De la BELLE EPOQUE à la PREMIERE GUERRE MONDIALE    de 1830 à 1914 

 Occupation Humaine du MASSIF de l’ESTEREL   (Chapitre TROIS)  mise a jour 15 05 2023


 LA BELLE EPOQUE : LES HIVERNANTS – LES TOURISTES

 

        Alors que l’ingénieur Auguste Muterse (1851-1892), pour développer l’exploitation des ressources forestières du Massif, fait construire 14 maisons forestières et plus de 300km de pistes et de sentiers, les voyages, les séjours s’intensifient avec l’évolution des moyens de communications, l’engouement des étrangers et plus tard la transformation des classes sociales en Europe.

 

         1860 Réunion de la Savoie et du Comté de Nice à la France. (Appellation officielle qui a remplacé très vite le terme péjoratif d’Annexion car c’est seulement en 1960 lors du bicentenaire que sera utilisé le mot Rattachement). La Nationale 7 franchit le Var pour Nice et jusqu’à la frontière avec la République d’Italie, en cours de création. Résultat et ironie de l’Histoire, mais logique administrative, la limite doit être déplacée pour pouvoir créer un département cohérent : Pour cela on détache du Var l’arrondissement de Grasse pour l’ajouter à l’ex Comté et en faire un ensemble : les Alpes Maritimes (d’Alpes Maritimae province de l’Empire romain). Le fleuve côtier ne coulera plus du tout dans le département qui lui doit son nom.

         En conséquence l’ex voie Aurelia, ex route Royale, ex route de l’Empire n°7 (1811) est améliorée, elle relie Lyon à Antibes par les Adrets de l’Estérel. Le nom local de route d’Italie sera référencé sous son nom définitif de : Route Nationale n°7 (1870).

         Alors que dès 1857 (création de la Ste PLM), une continuation du tracé de la voie ferrée fait l’objet d’expropriations, Napoléon III va exiger, dès le traité signé, un prolongement le plus rapide de la section de la voie ferrée Toulon- les Arcs (exploité dès 1862). La portion vers Cagnes sera achevée en 1863 par un parcours en bord de mer pour franchir l’Esterel certes avec des travaux conséquents, de ponts (Agay), de viaducs imposants (9 arches pour Anthéor et 6 pour la Rague), de tranchées et de tunnels (celui de Saourmas). L’intérêt et le choix d’un « contournement du massif » par un tracé qui suit « le littoral » plutôt que par « l’intérieur « (vers Grasse) est qu’il est sans dénivelées. Les voies sont doublées en 1881 jusqu’à Cannes car la facilité, la fréquence et le confort de ce nouveau moyen de déplacements va décupler l’arrivée et le séjour des voyageurs. Mais l’autre avantage c’est aussi la facilité et la rapidité des transports de produits de consommations vers les grandes villes (Lyon et Paris) : Cultures maraichères, fruits de saisons, agrumes, huiles d’Olives, mimosas, sucreries locales, poissons frais. Conséquence aussi, un des effets le plus spectaculaire sera le développement de la production horticole et de son corollaire les parfums (ligne Cannes Grasse ouverte en 11/1870). Seuls les produits « lourds » continuent à s’effectuer par la mer et le cabotage reste important.  Pour la liaison ferrée avec Nice, il faudra attendre qu’un pont métallique soit construit (et testé (09/1864) pour franchir un obstacle important : le fleuve côtier le Var.  Historiquement, Il fallait passer ce cours d’eau à gué jusqu’en 1845, date à laquelle sera édifié un pont en bois « Le pont des Français ».
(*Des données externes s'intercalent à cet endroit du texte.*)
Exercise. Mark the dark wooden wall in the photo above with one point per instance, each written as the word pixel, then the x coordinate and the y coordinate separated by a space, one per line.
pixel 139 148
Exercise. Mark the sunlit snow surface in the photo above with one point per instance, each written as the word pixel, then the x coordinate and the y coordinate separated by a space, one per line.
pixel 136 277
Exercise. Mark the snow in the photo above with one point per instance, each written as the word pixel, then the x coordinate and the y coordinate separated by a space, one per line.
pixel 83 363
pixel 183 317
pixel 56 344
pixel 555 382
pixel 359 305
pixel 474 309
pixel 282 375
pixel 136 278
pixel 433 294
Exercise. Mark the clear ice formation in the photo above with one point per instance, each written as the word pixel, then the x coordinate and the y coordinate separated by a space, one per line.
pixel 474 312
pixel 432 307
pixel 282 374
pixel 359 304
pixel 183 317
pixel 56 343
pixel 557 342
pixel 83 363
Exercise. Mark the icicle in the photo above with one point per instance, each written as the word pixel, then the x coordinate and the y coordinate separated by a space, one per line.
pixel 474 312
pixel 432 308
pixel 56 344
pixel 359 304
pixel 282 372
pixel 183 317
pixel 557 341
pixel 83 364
             Extensions du réseau, construction d’une hôtellerie de luxe ne pouvait que décupler la venue des gens fortunés, de têtes couronnées. Le mode des nouveaux usages, des séjours, s’amplifie sur une Côte baptisée d’Azur (Titre du livre de Stephen Liégeard édité en 1887).

            Un remplacement heureux du French Riviera qui avait été donné en raison de l’engouement et de l’installation nombreuse d’Anglais. A Saint Raphaël, c’est après les villas (1885), c‘est pour eux que sont construits deux églises, cinq palaces, un casino et évidemment des tennis et un terrain de Golf (1895). Ce sera au Val Obscur (le Vallis Obscurcis) fait de forêts sombres qui devient le Val de cure, puis le Valescure, une déformation du nom comme d’autres au XIX° soit par les géographes mais aussi par les promoteurs (déjà !) car c’est naturellement bien plus vendeur…). 
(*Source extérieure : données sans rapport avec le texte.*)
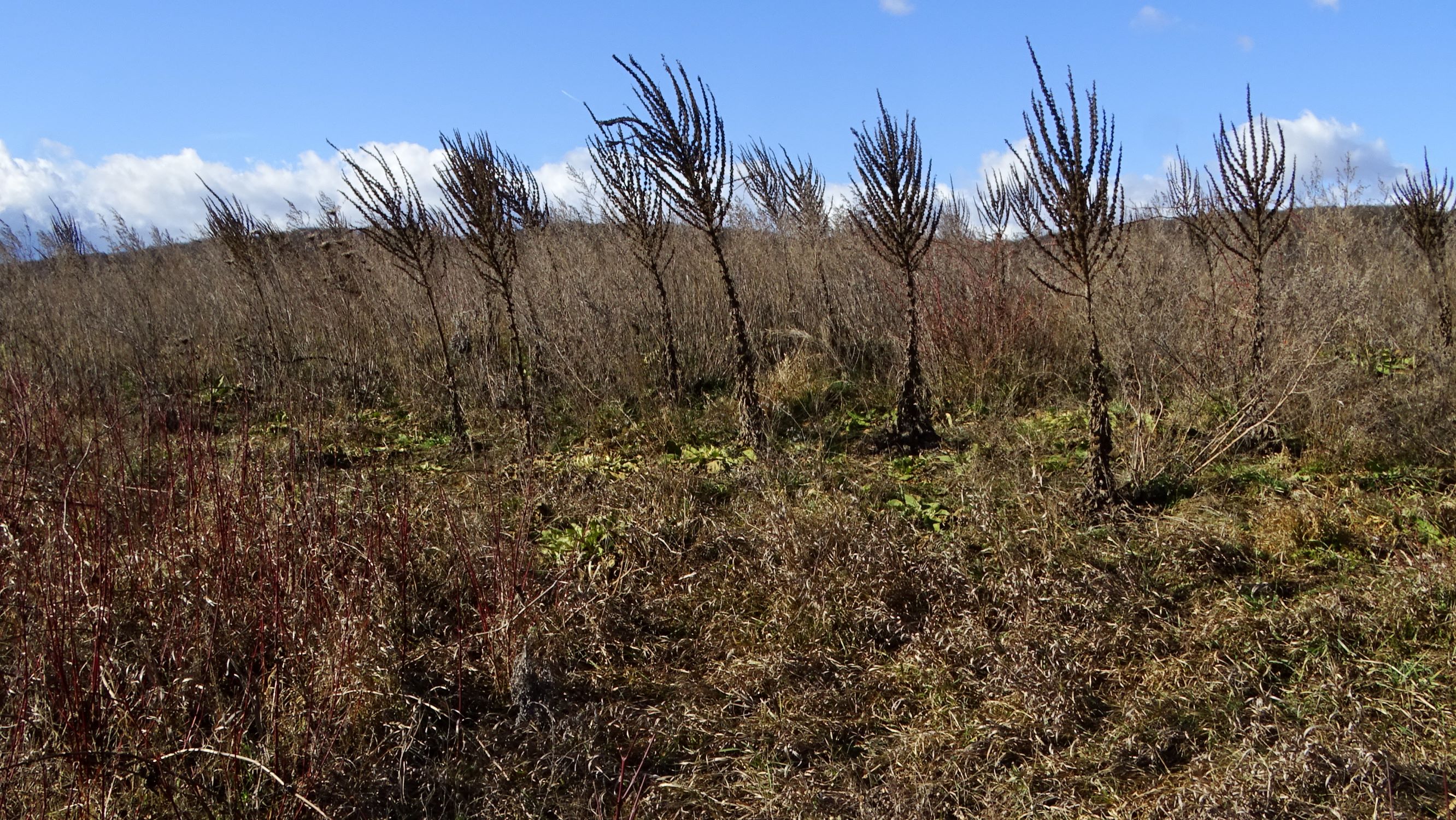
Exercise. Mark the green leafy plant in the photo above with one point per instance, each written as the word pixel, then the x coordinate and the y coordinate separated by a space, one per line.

             Comme à Boulouris, Agay, le Trayas qui sont désormais reliés facilement, les Anglais se retrouvent à Cannes, à la Napoule, Pour permettre l’accès de « leur » golf (St Andrews  1891/1892) ils obtiennent même « leur » gare PLM (en fonction 02/1893). C’est la Noblesse, le Gotha Français naturellement mais aussi des Allemands et de Russes qui s’installent, investissent en bord de mer où en créant des quartiers résidentiels à la place des forêts. C’est le début de la construction de grandes demeures d’exceptions qui se poursuivra durant la première moitié du 19éme siècle.
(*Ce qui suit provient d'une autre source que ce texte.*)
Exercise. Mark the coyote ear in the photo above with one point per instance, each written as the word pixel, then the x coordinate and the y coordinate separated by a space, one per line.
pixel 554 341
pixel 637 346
             Ces arrivées s’accompagnent par la venue de toute une élite avec des écrivains comme Victor Hugo, Théophile Gautier, Georges Sand, Alexandre Dumas et Frédéric Mistral. Au passage citons Jean Aicard (1848 -1921) avec son évocation du bandit des Maures et de l’Esterel dans son livre « Maurin des Maures » (1908). D’autres artistes comme le compositeur Charles Gounod où les peintres Louis Valtat, Eugène Fromentin, Carolus Durand, Jean Louis Hamon ……. Ce qui donnera bien des noms de rues à St Raphael. Un nom qui se retrouve aussi fréquemment c’est celui du Marechal Joseph Gallieni (1849-1916). Amoureux d’une Raphaëloise, il s’y marie en 1882. Le couple fait transformer en habitation convenable, les deux cabanes à sel de la Gabelle. Au retour de Madagascar (1899) de grands travaux modifient cet ensemble en prenant pour modèle,  la Résidence Générale de Tananarive. Pour les locaux, la métamorphose est telle que désormais on l’appelle le Château de Gallieni.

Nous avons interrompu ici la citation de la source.